By Sarah Newton-John • 16 February 2023 • 12:48
The haze will descend this weekend. Shutterstock Images
On Tuesday, Jesus Riesco, director of Aemet said this February’s calima would not be as severe as March 2022 which broke all weather records in terms of dust concentration in the atmosphere. Currently affecting the Canary Island, the calima will extend to the southern half of the peninsula, even spreading north from Sunday.
As Thursday unfolds in Malaga, the BBC and Aemet report a fine day, top of 17, with a moderate breeze. Strong winds are forecast again for Friday, February 17 and then more sunshine into next week. The waves are winds were expected to reach 50 to 60 km/h.
According to José Luis Escudero, blogger at SUR.es weather, there is an ‘anticyclone to the north of the peninsula…the wind in anticyclones circulates clockwise, in storms it does the opposite. It is due to this large difference in pressure that strong winds occur.’

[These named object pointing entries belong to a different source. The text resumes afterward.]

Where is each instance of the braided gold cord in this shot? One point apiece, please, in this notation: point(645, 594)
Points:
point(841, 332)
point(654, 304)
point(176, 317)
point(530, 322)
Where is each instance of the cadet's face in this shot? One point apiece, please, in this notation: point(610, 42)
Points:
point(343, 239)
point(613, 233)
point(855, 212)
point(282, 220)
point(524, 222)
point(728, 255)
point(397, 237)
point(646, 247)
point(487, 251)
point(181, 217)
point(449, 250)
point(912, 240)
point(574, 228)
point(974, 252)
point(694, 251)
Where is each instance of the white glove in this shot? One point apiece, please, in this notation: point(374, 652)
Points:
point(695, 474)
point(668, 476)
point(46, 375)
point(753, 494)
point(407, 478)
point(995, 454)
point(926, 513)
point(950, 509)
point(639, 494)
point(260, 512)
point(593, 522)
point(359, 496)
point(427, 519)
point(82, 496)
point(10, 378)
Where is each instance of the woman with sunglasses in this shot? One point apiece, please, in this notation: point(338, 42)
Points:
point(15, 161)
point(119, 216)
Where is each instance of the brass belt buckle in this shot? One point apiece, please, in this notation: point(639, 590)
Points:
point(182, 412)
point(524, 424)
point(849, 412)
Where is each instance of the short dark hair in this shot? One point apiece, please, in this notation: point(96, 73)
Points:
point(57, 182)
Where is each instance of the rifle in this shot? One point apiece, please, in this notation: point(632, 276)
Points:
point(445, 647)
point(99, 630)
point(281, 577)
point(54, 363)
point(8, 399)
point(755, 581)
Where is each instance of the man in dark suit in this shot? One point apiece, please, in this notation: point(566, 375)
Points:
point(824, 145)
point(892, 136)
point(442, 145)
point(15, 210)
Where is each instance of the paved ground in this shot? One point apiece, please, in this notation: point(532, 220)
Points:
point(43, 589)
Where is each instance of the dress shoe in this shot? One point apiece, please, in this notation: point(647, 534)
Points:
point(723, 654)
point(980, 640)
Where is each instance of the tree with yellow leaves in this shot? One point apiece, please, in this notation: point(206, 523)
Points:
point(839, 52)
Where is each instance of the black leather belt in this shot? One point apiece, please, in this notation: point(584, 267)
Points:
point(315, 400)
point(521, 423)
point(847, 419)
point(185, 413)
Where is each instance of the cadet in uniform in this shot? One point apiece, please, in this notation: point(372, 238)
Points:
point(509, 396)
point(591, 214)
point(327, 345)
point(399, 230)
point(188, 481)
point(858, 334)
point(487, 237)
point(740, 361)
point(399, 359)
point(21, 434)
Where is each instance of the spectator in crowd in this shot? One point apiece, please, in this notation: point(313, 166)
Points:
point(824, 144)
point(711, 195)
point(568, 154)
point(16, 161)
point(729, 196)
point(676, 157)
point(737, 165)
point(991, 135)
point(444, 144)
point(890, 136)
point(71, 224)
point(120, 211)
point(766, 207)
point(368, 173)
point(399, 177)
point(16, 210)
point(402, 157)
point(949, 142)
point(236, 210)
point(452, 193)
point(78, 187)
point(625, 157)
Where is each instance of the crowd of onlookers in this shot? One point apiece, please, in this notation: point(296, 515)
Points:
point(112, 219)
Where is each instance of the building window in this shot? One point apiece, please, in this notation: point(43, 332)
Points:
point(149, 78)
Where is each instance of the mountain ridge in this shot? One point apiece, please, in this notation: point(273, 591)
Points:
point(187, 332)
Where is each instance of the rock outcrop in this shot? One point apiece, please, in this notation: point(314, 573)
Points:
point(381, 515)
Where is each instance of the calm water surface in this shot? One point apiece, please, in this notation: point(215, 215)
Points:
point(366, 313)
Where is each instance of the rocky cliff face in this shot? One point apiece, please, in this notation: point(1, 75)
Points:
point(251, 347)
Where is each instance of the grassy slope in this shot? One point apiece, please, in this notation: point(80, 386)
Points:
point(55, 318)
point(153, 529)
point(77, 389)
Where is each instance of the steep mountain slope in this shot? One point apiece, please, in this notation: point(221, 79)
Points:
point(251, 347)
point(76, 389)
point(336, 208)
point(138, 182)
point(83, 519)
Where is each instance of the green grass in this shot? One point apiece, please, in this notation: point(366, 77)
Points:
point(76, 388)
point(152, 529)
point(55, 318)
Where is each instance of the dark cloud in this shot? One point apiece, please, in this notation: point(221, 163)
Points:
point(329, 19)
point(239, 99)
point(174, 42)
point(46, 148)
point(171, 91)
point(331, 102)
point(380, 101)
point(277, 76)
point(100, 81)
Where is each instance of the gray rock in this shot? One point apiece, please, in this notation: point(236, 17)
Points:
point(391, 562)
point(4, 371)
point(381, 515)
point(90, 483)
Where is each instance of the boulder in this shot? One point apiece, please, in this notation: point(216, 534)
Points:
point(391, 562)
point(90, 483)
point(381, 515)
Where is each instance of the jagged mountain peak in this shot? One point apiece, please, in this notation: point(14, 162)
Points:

The red, dusty haze is expected to lie over the south of Spain from Friday February 17 and over the weekend. The haze is made up of dust, sand, ash and clay. There may be some rain which will give southerners the ‘mud’ as it mixes with the suspended particles. The Carnival of Cadiz will be affected this weekend.
Those residents in Malaga with respiratory or cardiovascular conditions are advised to stay indoors with the windows closed and to wear masks to go out. If you experience chest pain, asthma or even anxiety seek help immediately. Typical symptoms from a calima are nasal obstruction, eye itching and cough.